I’ve got less than an hour left of my twenties.  It’s almost time to farewell a decade of excess and excuses, because as of 10 January 2011, I will be 30.  By all definitions, that means I will be an adult.  It’s taken some time to grow comfortable with the idea of this new, forced identity.  Indeed, I’ve rejected maturity as a semi-permanent state of mind up until now.  Perhaps I’m predisposed to doing so because I’m the “baby” of the Mudditt family.  I never wanted to depress anyone by not seeming young.  I’m not saying that I’ll be any different when I wake up tomorrow, but I can’t deny that I would like to be.  Turning 30 means that it’s time to sharpen up.

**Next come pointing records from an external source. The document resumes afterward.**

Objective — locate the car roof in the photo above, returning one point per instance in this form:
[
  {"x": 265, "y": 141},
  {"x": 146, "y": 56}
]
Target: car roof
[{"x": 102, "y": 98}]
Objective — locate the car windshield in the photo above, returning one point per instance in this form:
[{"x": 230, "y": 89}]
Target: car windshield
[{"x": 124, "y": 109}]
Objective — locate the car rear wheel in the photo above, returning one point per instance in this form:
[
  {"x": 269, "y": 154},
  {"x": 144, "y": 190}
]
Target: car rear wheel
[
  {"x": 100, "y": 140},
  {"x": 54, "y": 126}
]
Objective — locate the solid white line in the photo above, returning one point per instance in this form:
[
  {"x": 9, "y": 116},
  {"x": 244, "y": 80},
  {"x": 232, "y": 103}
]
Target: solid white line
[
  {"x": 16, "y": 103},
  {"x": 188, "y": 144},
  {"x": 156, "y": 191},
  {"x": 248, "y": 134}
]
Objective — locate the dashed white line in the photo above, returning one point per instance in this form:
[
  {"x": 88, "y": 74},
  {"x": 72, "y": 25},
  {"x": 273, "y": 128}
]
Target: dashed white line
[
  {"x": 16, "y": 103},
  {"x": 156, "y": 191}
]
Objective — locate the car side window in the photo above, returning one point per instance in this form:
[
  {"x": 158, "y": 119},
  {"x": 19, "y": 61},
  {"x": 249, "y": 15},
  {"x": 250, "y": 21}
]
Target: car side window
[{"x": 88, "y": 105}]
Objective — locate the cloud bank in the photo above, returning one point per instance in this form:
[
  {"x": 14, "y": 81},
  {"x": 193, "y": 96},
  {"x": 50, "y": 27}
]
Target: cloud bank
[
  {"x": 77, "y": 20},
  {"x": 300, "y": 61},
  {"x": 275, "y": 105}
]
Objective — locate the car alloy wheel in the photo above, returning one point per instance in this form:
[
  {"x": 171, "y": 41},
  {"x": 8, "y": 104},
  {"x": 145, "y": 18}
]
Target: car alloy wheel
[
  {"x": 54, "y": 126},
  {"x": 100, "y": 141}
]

Though it might be foolish to draw such bold lines in the sand, I’ve decided that some aspects of my behaviour will no longer be tolerated, or will, at least, be judged in a different light.  Others will be encouraged.  Firstly, getting smashed (at first regularly, then at all) will become closer to sad than funny.  I will not allow myself to be guided with the same spirit of forgiveness that has ruled my past.  So that means yes, it was a laugh spending the morning after my 21st birthday party in a doctor’s surgery, but that’s the last thing I’d want for my 30th.  It’s a long story, but basically, I don’t want to be so drunk tomorrow night that I can’t distinguish a rat from a baby possum until it’s too late and my hand is bleeding profusely.  So I’ll aim to stay on the tipsy side of drunk during tomorrow’s celebration, which will be held at a North Korean karaoke restaurant in Dhaka.

I think I’ve always approached significant birthdays very seriously.  I remember feeling the weight of the world on my shoulders as a nine-year-old about to turn 10.  I was worried about whether life would be the same when I entered the realm of double-digits (for a very long time, it was).  I sat for my driver’s licence as soon as I turned 18, and was crushed when I failed it, because I’d delayed my independence.  And I recall announcing to friends that after turning 25, I’d never smoke again.  But I don’t remember my resolve lasting more than a few days.  But as I’ve approached 30, I realised that being even a sometimes-smoker was no longer rebellious; it was a sign of weakness and it wouldn’t do.  I also wanted to avoid out-smoking my father, who quit when he was 30 (admirably, during his honeymoon, on Mum’s suggestion).   As a kid, I remember being told that story and feeling horrified that my father smoked until what seemed such a grand old age.  I cannot disappoint the child I used to be – so that’s that.  I consider quitting a birthday present to myself – the last time I did something this positive on a birthday was way back on my first, when I took my first steps.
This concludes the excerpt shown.